While on the ground in Wilmington, Adina received word that Mateo had been captured and turned by the
federales,
and was now cooperating with the American DEA. There was a concern the cocaine
shipment was now in serious jeopardy. However that played out, Adina was especially pleased to have received the down payment provided in Mendez. There might even be a collateral benefit from the Mexican’s betrayal, since he would cause the authorities to focus on the cargo ship heading up the eastern seaboard rather than the journey Adina had undertaken with the anthrax already in hand. Mateo knew nothing of the Venezuelan’s primary objectives or the fact that the anthrax had been removed from the cargo container, so he had nothing to tell them about that.

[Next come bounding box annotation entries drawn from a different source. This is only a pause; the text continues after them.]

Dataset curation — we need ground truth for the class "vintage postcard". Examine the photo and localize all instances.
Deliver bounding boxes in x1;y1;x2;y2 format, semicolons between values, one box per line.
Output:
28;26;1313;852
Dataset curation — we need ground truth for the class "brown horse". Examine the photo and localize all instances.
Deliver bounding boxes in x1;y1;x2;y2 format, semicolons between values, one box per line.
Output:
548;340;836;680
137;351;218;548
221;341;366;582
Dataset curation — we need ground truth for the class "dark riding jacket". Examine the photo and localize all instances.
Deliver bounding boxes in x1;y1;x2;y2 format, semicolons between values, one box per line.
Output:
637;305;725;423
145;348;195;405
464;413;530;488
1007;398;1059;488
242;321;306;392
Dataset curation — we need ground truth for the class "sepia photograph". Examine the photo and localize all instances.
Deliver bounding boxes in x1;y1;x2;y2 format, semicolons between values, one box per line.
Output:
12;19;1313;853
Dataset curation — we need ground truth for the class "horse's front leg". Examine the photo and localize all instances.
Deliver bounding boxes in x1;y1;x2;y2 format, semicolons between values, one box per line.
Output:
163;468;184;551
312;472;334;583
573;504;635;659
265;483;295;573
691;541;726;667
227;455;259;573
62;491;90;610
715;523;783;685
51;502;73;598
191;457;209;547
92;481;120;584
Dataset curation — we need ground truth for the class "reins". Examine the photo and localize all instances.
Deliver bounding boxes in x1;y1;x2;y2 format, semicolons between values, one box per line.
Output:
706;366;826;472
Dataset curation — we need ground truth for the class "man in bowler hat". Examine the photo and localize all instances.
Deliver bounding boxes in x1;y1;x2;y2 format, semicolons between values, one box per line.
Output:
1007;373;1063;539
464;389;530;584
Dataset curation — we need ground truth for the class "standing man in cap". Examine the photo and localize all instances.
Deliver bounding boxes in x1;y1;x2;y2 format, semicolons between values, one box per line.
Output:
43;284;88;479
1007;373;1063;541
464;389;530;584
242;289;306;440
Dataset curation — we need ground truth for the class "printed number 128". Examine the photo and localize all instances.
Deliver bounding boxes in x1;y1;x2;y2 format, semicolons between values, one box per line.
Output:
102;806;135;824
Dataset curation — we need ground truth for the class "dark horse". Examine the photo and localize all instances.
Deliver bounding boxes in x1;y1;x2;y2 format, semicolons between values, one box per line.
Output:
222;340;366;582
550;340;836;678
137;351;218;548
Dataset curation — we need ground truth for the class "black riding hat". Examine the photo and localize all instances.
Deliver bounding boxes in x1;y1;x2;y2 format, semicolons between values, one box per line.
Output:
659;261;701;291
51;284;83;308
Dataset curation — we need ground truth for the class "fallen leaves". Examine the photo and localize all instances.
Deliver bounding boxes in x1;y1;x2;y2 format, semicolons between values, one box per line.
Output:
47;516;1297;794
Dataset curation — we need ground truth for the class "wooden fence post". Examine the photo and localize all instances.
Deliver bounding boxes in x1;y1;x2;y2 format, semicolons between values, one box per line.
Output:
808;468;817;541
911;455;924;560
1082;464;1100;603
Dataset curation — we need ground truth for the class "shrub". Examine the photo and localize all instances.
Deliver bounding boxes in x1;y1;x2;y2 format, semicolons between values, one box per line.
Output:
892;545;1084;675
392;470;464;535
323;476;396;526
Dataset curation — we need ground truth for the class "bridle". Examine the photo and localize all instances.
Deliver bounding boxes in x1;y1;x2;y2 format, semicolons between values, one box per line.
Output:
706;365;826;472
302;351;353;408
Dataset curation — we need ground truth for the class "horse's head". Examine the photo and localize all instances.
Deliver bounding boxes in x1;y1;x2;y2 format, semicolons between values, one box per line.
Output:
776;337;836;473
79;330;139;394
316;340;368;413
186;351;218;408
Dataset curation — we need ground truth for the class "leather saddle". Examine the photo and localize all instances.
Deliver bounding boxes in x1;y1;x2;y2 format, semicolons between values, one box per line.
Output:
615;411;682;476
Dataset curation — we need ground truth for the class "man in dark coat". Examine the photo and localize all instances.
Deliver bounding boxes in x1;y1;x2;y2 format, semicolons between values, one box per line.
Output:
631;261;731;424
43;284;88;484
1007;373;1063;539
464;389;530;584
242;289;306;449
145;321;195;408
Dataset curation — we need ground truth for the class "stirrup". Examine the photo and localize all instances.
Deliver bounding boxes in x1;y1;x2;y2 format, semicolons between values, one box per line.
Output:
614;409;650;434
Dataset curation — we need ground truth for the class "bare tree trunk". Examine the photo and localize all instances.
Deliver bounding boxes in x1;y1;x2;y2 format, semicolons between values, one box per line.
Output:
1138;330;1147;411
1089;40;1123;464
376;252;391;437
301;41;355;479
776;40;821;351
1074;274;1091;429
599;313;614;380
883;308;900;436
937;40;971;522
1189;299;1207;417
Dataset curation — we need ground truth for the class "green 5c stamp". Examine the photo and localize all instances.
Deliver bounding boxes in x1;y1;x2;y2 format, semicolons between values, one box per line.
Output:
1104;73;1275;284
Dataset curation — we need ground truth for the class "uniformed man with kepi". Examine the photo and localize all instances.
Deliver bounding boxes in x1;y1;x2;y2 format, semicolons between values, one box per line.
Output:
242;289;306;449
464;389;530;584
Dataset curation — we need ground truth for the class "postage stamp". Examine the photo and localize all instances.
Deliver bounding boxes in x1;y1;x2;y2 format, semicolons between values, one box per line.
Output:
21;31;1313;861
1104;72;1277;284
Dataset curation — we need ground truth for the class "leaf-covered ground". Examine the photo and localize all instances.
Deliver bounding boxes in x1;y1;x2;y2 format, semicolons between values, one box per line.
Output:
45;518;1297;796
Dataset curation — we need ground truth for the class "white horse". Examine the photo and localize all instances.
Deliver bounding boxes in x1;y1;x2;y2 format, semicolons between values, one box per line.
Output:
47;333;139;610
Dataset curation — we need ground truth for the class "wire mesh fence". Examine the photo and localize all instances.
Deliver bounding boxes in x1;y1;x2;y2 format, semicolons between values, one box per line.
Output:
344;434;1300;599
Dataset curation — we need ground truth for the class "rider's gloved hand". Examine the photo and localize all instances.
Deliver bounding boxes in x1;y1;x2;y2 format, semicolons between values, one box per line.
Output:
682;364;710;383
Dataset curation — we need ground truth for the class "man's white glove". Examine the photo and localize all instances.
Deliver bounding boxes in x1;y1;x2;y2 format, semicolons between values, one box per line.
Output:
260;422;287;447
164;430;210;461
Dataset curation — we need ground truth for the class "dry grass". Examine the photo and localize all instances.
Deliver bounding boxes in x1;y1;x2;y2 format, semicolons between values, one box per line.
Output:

Meanwhile, Adina decided to make some minor modifications to his plans. The new details were put in place and he was about to discuss them with his lieutenants when the pilot came from the cockpit and joined them in the main cabin.

“Gentlemen, we’ll be reaching the airport soon and you will need to put on your seat belts and make yourselves comfortable for landing.”

When the young man lingered, Adina asked, “Is there something else?”

“Yes sir, there is. As you know this is the fourth leg of our trip in the past two days. Our time in the air has already exceeded our permitted flight time.”

Adina responded with a knowing smile. “There are two of you up there. Don’t you take turns getting some rest?”

“Of course, sir, but as a two-man crew there are certain limitations.”

Adina, maintaining his thin-lipped smile, asked, “Is there a point to this? You aren’t suggesting my men come up front and land the plane, are you?”

Alejandro and Jorge gave their best impression of laughter and even the pilot smiled.

“No sir. I was just wondering where we might be going from here. More important, when you expect to leave.” Adina’s smile vanished as he stared at the young man. The pilot broke the uncomfortable silence by saying, “I’ve flown this sort of itinerary for, uh, dignitaries before. I just find it’s helpful to get some idea of the timing.”

“I see,” Adina replied, his tone sounding now like a concerned parent. “You have no need to worry, you’ll have all night to rest up. We will be leaving around dawn.”